Regulations drive payments growth

The EU’s second payments directive (PSD2) and the UK’s Open Banking initiative are encouraging competition and opening access to payments services, according to a panel at Money 20/20 in Amsterdam, while personalization across geographies will be a key factor to the success of “super apps” like WeChat or Amazon.

“What PSD2 is doing is increasing competition, driving innovation and opening access. I think the consequence of emergence of AISPs and PIPs is a really positive thing,” said Ron Kalifa, vice chairman at Worldpay. “Prior to that, access to the payments networks were restricted and basically held by the banks.”

Melinda Roylett, European head at Square, added that the payments firm was excited about the potential of PSD2. “Being able to access real-time banking information will be incredibly powerful in making Square more seamless for our customers. It’s really interesting some of the developments that are happening in the marketplace now.”

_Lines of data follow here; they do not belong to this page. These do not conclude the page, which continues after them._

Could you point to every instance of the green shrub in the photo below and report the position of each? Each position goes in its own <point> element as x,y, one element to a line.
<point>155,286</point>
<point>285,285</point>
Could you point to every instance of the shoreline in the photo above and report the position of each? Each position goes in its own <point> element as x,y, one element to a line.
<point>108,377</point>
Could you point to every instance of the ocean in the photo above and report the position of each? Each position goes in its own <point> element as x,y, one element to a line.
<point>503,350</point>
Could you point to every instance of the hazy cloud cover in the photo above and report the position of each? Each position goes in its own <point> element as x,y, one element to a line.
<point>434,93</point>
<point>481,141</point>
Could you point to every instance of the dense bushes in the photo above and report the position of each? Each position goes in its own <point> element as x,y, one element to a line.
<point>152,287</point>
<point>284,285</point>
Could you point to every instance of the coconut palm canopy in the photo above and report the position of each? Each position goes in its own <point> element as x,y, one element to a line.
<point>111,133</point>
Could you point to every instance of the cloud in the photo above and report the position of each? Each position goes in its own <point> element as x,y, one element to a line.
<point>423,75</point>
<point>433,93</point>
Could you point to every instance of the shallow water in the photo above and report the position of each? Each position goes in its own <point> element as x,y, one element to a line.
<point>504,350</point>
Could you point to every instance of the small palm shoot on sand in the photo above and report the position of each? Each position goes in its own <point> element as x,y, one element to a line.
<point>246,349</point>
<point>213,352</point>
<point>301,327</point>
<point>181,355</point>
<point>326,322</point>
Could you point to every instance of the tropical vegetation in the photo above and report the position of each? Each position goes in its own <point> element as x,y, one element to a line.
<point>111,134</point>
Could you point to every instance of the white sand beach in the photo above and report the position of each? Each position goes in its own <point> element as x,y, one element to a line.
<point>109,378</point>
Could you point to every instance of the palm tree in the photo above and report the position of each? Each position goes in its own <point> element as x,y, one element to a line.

For Simon Black, CEO of PPRO, the regulation has had a positive effect on the industry. “We’re dealing with consumers money, but we’re also consumers, right? From that respect we’ve been able to serve people much better. We should also bear in mind that merchants need to be treated fairly, too. That’s where interchange fees have been regulated, because frankly at the moment they’re paying too much.”

In December the European Commission invited comments on commitments offered separately by Visa and Mastercard to address competition concerns relating to inter-regional interchange fees. Both card schemes committed to reducing inter-regional exchange fees by 40%. Domestic interchange rates for Mastercard range from .20% to 1.70%.

“If you look at interchange and what’s happening there to some degree, it’s the right thing happening for the consumer,” said Sanjay Saraf, chief product and technology officer at Yapstone. “That can put pressure on members from a business model perspective, so we’re looking at how we can create more value-added services both for the merchant and for the consumer.”

On super apps like WeChat and Amazon, Worldpay’s Kalifa expected their growth to continue. “What companies like WeChat and Amazon are doing is bundling a while bunch of services that typically would take up multiple apps into a consolidation. Payments is increasingly becoming invisible, it’s no longer something at the forefront of the mind of the consumer. They load up a wallet and think more about the service they receive.”

Saraf said that global brands are at risk of losing out to local rivals who can offer a more familiar service. “The biggest trend we’re seeing in the marketplace is that global brands start things off – your Ubers etc – but then very quickly a more regional variation.

“Having a culturally local solution which resonates with the buyer and the seller definitely creates a sense of trust in the platform. As you go into new markets you need to think about what payment methods work in which markets and then build those connections. User experience tends to be more generic in the larger marketplaces versus smaller ones. I think we’ll see an emergence of regional players in almost every field of payments.”

Square’s Roylett added that payments can be situational. “If you’re buying some spring rolls from a vendor in China you’ll use the QR code to pay and that’s the only vendor type they accept. When it comes to ecommerce you very much have to have the payment types that your buyers are demanding. If you’re a UK retailer and you’re selling globally you need to have Afterpay for Australian customers and US customers, you have to have Klarna in Germany and in the Netherlands you need Ideal so it very much depends on the use case.”